Most educators and researchers followed the model put forth by Jean Piaget, a Swiss developmental psychologist who helped found modern child psychology. Piaget studied children through direct questioning and observation and determined those younger than school age were incapable of reason.
“How children learn hasn’t changed very much” since Piaget’s work gained wide American prominence in the 1960s, said Mr. Ramey, a professor and distinguished research scholar at Virginia Tech Carilion Research Institute in Roanoke. “What we know about how they learn has changed a good bit. Children are learning all the time from early infancy; we have just been too ham-handed to see it.”
As researchers move instead to measuring how babies and children pay attention, react, and solve problems—"letting them answer in their own language, rather than ours,” as Ms. Gopnik puts it—they have identified extensive, complex thought in infants and young children.
In fact, a new wave of research suggests the very traits educators are desperately trying to cultivate in high school graduates—critical reasoning, lateral thinking, creativity, autonomous learning, and a host of other “college-and career-ready” skills—are not just present but the natural learning mechanism of young children.
In a, Ms. Gopnik and her colleagues found that 4- and 5-year-olds were better than adults at recognizing when an event depended on multiple, related causes rather than a direct line of causation. Preschoolers were more open to evaluating all evidence, even that with unlikely or unusual connections, while adults tended to fall back on their established modes of reasoning.
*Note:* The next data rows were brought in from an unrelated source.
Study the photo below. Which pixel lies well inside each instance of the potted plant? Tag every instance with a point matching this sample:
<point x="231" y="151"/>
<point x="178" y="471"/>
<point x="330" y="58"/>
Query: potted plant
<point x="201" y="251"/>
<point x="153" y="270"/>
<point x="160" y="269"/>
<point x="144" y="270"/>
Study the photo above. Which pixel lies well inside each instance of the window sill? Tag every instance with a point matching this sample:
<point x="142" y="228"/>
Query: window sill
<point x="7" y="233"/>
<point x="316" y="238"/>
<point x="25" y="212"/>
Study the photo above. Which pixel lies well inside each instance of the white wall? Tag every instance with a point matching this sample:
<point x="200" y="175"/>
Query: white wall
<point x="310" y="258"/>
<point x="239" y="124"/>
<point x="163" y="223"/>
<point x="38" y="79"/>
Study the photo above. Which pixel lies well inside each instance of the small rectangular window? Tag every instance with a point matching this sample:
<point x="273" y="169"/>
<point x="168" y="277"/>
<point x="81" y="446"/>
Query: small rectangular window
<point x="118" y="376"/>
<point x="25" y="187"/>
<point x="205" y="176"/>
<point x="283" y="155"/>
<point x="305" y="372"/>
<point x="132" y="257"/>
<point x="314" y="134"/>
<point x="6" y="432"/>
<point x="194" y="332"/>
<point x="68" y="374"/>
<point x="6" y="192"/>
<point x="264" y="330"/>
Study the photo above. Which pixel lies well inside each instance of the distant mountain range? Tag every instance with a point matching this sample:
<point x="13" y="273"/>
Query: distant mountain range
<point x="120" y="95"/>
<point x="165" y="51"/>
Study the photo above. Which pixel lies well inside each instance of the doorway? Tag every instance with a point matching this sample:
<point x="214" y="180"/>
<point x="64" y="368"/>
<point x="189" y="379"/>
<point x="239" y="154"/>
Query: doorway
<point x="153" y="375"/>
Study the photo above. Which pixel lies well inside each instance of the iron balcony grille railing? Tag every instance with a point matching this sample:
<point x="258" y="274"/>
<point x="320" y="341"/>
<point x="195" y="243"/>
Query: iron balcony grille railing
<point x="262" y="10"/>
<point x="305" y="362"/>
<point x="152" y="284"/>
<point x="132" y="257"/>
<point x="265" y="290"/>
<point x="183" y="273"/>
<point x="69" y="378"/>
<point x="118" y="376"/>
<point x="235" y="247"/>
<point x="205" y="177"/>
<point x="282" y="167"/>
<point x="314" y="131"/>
That’s the kind of insight required to understand how the interplay of high blood pressure and genetics can lead to a heart attack—or how an early strength in critical thinking could combine with access to strong content in middle school to make a student more likely to graduate from high school.
Researchers are gaining new insights into how children learn, but they build on a rich history of studies of preschool programs in the past 50 years. From tiny, highly intensive projects to those with a national scope, the studies—some of them still ongoing after decades—continue to shape the debate around preschool today.
The Abecedarian Project
BASICS: The University of North Carolina at Chapel Hill randomly assigned four cohorts of poor and minority infants, born between 1972 and 1977, to either a control group or an intensive educational program for infancy through age 5. Those taking part in the program had individual activities and games throughout the day focused on social-emotional, general cognitive, and language development. Participants were found to have both higher test scores and better reading and mathematics performance throughout their school years.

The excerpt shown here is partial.